Following on from yesterday’s blog about nature and nurture, I want to think about how taking up a spiritual path can involve deliberately changing your environment in order to change yourself. I suspect there are elements of this in any path, but Druidry is what I know best.
We can be quite critical of the apparently superficial things people do when they come to Paganism. Early on, some people can seem to be more about the surfaces than anything else. The bling, the clothes, the pretty things. It’s something I’ve tended to be suspicious of. However, I’m fortunate in that I grew up with music, folklore, and wildlife. For the person who grows up in a ‘muggle’ environment, sorely lacking in magic and creativity, the jump to Paganism can be a big one. Changing the surfaces around you can help affirm that jump and make it seem real, I realise.
Making our environment, and ourselves look ‘pagan’ can be part of a process for change. If what’s around us affirms our choices, we’ll perhaps be better equipped to act on them. It may be that we spend a lot of our time in environments that are banal and soulless, and that dressing the part and covering your home in green men is a necessary push back against that. What looks like a superficial, consumer-orientated approach may in fact be a way of creating space for Paganism, and for changing personally. It depends on what a person is looking for.
If you use environmental shifts to support personal changes, then they can help you. If you are buying Pagan things because you like the look, and a few years hence maybe you’ll take up a steampunk look, or a hippy look… then it won’t make much odds. If you want a pretty surface as a temporary amusement I don’t rate the chances of it transforming your life. If you are changing how things look around you, and how you look to reinforce other things you are doing, it’s likely to do that.
Take a glance around your living space and consider what’s there primarily to give a physical presence to your beliefs. Perhaps you have an altar, a depiction of deity, a green man. I have house plants and a scattering of fossils picked up on walks. And I do also have some dry mistletoe. I have art on the walls that, while not overtly Druidic, does things for me. I live in a colourful, chaotic space that reflects what I do. Other people may find soothing tones, or minimalism reflects their spiritual identity – there’s no one right answer here.

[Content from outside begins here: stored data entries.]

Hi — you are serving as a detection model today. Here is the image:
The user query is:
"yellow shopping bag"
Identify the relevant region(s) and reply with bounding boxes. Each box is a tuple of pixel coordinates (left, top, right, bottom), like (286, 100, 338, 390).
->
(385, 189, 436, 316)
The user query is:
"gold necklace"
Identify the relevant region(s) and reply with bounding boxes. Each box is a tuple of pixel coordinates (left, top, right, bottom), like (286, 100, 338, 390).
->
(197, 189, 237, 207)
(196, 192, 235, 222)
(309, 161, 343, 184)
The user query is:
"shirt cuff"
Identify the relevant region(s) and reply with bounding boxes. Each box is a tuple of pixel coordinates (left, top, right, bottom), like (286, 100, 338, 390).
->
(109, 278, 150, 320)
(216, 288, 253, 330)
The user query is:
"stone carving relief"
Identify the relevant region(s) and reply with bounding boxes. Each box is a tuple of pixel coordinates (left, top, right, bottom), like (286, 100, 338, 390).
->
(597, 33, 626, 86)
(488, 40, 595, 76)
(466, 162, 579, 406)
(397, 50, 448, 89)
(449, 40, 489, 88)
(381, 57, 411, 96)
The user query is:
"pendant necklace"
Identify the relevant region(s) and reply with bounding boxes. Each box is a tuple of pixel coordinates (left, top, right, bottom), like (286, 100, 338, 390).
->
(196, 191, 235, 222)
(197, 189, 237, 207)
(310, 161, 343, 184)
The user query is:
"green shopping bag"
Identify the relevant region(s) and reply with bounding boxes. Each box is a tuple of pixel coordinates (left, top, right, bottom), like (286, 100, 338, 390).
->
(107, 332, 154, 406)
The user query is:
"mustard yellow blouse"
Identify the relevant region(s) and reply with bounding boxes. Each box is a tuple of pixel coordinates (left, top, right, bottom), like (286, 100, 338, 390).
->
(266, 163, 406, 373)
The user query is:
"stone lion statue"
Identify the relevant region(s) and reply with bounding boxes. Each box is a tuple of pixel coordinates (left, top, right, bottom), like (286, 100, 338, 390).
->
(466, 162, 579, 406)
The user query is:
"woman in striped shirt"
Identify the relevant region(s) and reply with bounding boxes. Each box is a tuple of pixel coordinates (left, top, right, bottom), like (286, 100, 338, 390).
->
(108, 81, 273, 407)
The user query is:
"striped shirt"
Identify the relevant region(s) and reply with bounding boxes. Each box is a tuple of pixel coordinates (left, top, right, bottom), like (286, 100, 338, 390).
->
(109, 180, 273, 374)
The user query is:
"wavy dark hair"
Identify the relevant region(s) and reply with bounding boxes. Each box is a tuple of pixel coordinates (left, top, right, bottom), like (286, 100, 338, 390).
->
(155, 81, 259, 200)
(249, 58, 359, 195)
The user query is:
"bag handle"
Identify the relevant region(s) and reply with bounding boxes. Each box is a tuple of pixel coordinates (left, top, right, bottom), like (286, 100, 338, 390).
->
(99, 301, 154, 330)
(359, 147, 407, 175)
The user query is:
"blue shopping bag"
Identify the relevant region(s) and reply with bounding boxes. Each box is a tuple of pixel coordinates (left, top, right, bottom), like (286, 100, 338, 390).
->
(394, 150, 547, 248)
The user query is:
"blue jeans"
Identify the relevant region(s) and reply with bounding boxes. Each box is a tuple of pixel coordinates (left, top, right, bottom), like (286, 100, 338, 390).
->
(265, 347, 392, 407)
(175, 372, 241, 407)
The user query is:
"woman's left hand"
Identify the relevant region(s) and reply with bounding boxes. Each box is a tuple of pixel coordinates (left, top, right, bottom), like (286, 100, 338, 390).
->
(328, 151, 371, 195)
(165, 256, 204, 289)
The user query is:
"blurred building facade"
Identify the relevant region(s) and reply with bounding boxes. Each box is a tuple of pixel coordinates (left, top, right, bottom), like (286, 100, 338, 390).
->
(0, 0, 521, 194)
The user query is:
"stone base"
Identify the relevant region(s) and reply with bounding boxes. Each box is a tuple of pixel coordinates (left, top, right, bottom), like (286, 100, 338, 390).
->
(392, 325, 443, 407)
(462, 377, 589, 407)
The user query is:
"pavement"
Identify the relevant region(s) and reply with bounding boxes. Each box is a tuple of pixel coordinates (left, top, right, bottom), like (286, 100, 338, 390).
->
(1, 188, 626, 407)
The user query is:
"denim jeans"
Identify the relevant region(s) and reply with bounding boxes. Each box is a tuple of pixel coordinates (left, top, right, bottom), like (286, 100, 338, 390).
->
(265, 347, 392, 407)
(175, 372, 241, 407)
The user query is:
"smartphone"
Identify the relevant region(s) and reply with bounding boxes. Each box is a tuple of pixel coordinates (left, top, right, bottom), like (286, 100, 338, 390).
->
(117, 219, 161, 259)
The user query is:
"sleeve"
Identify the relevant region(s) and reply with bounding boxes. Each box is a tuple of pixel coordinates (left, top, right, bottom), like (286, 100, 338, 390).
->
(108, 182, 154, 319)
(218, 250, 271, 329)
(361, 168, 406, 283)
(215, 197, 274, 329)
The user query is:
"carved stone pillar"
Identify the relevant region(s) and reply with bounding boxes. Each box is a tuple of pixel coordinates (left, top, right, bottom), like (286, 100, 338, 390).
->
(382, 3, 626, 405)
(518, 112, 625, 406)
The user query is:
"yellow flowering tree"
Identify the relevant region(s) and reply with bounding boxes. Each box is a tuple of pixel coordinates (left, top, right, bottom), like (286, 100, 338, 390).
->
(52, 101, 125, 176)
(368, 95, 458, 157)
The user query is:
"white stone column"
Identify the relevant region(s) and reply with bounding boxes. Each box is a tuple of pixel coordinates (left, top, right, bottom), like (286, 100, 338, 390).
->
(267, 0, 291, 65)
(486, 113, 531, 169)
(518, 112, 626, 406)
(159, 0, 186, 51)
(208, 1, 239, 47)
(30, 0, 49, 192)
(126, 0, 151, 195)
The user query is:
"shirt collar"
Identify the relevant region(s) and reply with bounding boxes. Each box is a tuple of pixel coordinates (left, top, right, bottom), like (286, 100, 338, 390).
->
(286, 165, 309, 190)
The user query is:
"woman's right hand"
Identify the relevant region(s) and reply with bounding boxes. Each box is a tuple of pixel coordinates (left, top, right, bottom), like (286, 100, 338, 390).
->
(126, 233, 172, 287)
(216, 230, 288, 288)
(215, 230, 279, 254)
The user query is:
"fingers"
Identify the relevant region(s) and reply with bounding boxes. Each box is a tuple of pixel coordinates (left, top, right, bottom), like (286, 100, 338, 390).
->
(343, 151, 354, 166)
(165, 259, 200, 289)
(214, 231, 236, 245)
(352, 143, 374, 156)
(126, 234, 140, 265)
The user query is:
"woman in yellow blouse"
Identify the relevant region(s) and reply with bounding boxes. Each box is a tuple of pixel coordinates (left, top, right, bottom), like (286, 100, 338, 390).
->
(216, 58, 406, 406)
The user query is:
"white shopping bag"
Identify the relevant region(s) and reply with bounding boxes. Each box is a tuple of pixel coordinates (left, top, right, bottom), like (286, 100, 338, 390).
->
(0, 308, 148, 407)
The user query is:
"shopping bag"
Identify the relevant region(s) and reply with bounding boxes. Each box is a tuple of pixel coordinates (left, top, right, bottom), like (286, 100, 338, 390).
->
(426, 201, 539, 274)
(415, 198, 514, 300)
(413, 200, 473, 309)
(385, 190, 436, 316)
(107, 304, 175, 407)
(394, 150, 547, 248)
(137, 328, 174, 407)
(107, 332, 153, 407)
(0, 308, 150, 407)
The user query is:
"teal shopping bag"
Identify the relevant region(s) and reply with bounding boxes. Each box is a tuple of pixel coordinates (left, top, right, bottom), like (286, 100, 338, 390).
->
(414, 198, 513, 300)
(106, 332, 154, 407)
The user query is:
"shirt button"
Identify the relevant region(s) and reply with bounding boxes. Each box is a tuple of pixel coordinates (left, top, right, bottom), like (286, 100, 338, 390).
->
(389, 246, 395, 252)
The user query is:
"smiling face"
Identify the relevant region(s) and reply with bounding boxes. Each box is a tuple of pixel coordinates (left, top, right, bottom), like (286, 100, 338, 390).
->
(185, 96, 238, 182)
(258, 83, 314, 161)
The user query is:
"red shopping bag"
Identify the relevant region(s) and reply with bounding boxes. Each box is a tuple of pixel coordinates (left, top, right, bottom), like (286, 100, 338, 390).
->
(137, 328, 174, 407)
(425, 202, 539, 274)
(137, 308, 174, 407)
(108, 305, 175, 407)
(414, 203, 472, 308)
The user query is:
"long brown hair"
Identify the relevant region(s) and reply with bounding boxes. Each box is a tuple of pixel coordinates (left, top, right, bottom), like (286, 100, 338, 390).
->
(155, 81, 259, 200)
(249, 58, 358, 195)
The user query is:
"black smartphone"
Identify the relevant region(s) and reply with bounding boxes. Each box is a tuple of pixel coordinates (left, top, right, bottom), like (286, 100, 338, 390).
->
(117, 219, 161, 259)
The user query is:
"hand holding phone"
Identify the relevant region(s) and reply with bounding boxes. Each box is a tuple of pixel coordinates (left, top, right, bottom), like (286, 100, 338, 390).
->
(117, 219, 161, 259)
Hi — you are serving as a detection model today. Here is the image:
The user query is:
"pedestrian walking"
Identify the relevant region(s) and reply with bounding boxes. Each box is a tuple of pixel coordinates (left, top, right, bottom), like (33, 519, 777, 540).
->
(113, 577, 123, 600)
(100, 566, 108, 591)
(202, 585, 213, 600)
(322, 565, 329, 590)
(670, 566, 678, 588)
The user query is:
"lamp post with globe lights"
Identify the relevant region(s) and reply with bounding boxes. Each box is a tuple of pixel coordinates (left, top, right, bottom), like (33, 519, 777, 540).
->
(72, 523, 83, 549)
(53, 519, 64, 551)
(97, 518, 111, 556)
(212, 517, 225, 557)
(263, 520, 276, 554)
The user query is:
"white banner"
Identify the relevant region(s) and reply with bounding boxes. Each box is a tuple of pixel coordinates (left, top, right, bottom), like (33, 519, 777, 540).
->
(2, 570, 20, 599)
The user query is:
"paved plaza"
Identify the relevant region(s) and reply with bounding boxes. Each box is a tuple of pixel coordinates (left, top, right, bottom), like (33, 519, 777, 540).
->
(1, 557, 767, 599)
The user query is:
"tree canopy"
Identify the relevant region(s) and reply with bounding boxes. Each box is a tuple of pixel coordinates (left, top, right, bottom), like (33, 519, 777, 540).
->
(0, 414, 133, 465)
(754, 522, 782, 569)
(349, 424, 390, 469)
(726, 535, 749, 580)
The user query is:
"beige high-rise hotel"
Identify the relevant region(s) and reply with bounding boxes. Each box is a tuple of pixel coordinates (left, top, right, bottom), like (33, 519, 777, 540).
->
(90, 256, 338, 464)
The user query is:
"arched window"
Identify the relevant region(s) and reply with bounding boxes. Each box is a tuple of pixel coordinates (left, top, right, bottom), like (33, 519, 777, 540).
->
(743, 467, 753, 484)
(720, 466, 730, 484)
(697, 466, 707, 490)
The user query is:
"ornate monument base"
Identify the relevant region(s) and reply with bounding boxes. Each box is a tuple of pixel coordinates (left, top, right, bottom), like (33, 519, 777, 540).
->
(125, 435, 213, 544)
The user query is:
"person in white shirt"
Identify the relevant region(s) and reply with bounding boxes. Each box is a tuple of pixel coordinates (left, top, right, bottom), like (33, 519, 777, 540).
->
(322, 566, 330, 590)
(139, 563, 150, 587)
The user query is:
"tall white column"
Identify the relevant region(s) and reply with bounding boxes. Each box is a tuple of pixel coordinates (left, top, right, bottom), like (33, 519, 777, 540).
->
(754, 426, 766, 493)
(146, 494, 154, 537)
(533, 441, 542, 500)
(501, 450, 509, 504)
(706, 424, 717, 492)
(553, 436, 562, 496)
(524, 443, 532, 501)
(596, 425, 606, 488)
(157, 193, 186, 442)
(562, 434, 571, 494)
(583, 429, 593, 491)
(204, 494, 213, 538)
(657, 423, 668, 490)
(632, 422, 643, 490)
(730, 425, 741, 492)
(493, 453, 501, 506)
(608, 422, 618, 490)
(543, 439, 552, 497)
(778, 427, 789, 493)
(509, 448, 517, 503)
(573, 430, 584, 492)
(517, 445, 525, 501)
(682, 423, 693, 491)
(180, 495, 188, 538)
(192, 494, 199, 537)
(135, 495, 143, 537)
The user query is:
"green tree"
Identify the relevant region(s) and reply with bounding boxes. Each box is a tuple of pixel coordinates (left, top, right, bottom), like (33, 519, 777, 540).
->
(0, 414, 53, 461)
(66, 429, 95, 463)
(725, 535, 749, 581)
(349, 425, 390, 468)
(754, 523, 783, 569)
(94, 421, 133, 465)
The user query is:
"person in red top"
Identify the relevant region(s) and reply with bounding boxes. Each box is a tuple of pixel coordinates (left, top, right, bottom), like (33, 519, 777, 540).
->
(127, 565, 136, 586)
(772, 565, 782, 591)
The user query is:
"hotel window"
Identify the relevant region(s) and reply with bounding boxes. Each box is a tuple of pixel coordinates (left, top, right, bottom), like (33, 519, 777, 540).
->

Doing things to your home to make it look more druidy, or witchy, or shamanic will require you to think about what that means. Where does a big TV screen fit into that? Do your kitchen cupboards reflect your path? If you walk into the bathroom and looked at the products there, do they affirm your sense of being a Pagan? If you align your living space with your beliefs, you may end up making radical changes to do that, and thus what starts out as a superficial, simple thing about looking the part can become a serious process of walking your talk.